CRS = chronic rhinosinusitis; CRSsNP = CRS without nasal polyps; CRSwNP = CRS with nasal polyps; DAMP = damage‐associated molecular patterns; IFN‐γ = interferon‐γ; IL‐ = interleukin; ILC = innate lymphoid cells; PAMP = pathogen‐associated molecular patterns; PRR = pattern recognition receptors; TGF‐β = transforming growth factor beta; Th = T‐helper; TLR = toll‐like receptors; TSLP = thymic stromal lymphopoietin.

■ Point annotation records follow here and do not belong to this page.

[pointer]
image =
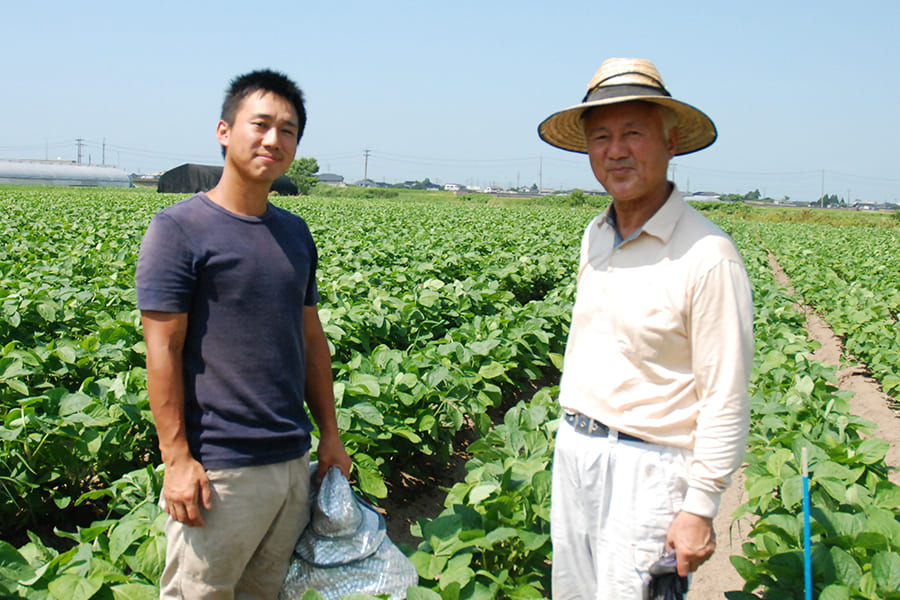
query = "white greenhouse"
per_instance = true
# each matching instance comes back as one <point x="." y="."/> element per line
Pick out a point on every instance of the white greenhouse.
<point x="61" y="172"/>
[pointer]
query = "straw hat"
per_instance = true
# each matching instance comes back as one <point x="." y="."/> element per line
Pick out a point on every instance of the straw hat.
<point x="623" y="80"/>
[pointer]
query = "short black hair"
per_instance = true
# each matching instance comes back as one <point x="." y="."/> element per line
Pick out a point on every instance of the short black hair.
<point x="265" y="80"/>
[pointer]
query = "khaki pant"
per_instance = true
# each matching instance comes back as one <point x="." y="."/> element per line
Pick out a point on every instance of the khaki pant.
<point x="244" y="550"/>
<point x="612" y="502"/>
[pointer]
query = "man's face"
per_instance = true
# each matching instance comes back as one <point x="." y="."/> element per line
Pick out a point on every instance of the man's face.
<point x="628" y="151"/>
<point x="262" y="141"/>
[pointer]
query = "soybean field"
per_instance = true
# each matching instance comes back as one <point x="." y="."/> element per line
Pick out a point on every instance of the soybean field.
<point x="443" y="317"/>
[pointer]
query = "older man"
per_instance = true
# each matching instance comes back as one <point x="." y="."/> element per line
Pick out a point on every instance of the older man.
<point x="659" y="353"/>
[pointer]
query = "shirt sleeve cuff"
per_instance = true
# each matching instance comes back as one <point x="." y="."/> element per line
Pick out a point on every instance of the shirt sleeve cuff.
<point x="700" y="503"/>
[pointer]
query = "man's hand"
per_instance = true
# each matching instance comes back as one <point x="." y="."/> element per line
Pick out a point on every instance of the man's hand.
<point x="693" y="539"/>
<point x="331" y="452"/>
<point x="185" y="487"/>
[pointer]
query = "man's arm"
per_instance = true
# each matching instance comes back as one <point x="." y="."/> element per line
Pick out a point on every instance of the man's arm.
<point x="722" y="358"/>
<point x="185" y="485"/>
<point x="320" y="394"/>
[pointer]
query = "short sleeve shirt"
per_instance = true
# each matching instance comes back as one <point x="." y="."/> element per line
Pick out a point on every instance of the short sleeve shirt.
<point x="243" y="282"/>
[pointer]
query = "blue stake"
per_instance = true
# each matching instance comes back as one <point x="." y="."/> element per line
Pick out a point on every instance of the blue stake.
<point x="807" y="554"/>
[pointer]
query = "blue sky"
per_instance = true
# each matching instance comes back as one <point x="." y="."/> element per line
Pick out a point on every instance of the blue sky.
<point x="804" y="94"/>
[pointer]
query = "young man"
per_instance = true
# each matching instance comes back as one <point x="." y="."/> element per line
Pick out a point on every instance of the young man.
<point x="657" y="364"/>
<point x="235" y="349"/>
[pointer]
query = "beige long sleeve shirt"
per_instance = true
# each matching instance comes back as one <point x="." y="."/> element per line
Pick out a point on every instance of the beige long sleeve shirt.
<point x="661" y="342"/>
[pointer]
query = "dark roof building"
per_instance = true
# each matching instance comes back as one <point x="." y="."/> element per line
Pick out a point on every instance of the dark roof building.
<point x="190" y="179"/>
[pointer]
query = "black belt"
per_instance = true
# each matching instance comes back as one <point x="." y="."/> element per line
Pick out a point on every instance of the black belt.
<point x="593" y="428"/>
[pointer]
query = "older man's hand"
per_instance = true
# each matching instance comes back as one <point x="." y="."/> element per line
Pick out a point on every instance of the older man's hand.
<point x="693" y="539"/>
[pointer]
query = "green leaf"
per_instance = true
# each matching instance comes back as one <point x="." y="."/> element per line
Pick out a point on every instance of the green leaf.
<point x="363" y="383"/>
<point x="122" y="536"/>
<point x="150" y="557"/>
<point x="792" y="491"/>
<point x="886" y="571"/>
<point x="491" y="370"/>
<point x="481" y="491"/>
<point x="847" y="569"/>
<point x="835" y="592"/>
<point x="135" y="591"/>
<point x="871" y="451"/>
<point x="13" y="566"/>
<point x="419" y="593"/>
<point x="368" y="413"/>
<point x="370" y="480"/>
<point x="483" y="347"/>
<point x="73" y="587"/>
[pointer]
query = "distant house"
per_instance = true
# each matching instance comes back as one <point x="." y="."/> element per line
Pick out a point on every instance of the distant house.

As previously discussed, myeloid dendritic cells have been reported by several groups to be increased in CRSwNP.77 These cells activate and polarize T‐helper cells through stimulatory molecules such as OX40 ligand (OX40L) and programmed death ligand 1. Indeed, the percentage of dendritic cells expressing these ligands has been demonstrated to be increased in dendritic cells from patients with eosinophilic CRSwNP compared to controls and noneosinophilic CRSwNP.77 In return, T cells via ligands such as CD40 ligand (CD40L) stimulate dendritic cells to secrete cytokines, including IL‐6, IL‐12, and transforming growth factor beta. Interestingly, dendritic cells isolated from sinonasal mucosal tissue from CRS patients demonstrated increased secretion of these cytokines compared to controls upon CD40L stimulation.77 Further adding to the complex interplay is evidence that dendritic cells are activated to express ligands such as OX40L in response to TSLP.59, 78 As TSLP is known to be strongly expressed by the sinonasal epithelium, epithelial activation may therefore prime dendritic cells to express OX40L and lead to Th2 polarization and a dysregulated cycle of cytokine secretion and inflammatory cell activation.

CONCLUSION

Chronic rhinosinusitis is a heterogeneous multifactorial disease characterized by dysregulated inflammation. Abnormalities in innate immune function, including epithelial barrier integrity, mucociliary clearance, response to PAMPs via PRRs, and the contribution of innate immune cells through independent or interconnected signaling networks, may contribute to CRS pathophysiology (Fig. 1). Animal models with genetic deletions or depletion of innate immune cells, as presented in this review, are powerful tools that have elucidated the importance of these mechanisms, particularly in allergic inflammation (Table 1). Whereas animal models have a clear and critical role in advancing scientific understanding of underlying cellular and molecular pathways in upper airway inflammation, key limitations prevent drawing direct conclusions about the human disease from experimental results in animals. Continued development of novel animal model systems will be necessary to further advance bench‐to‐bedside research in the field.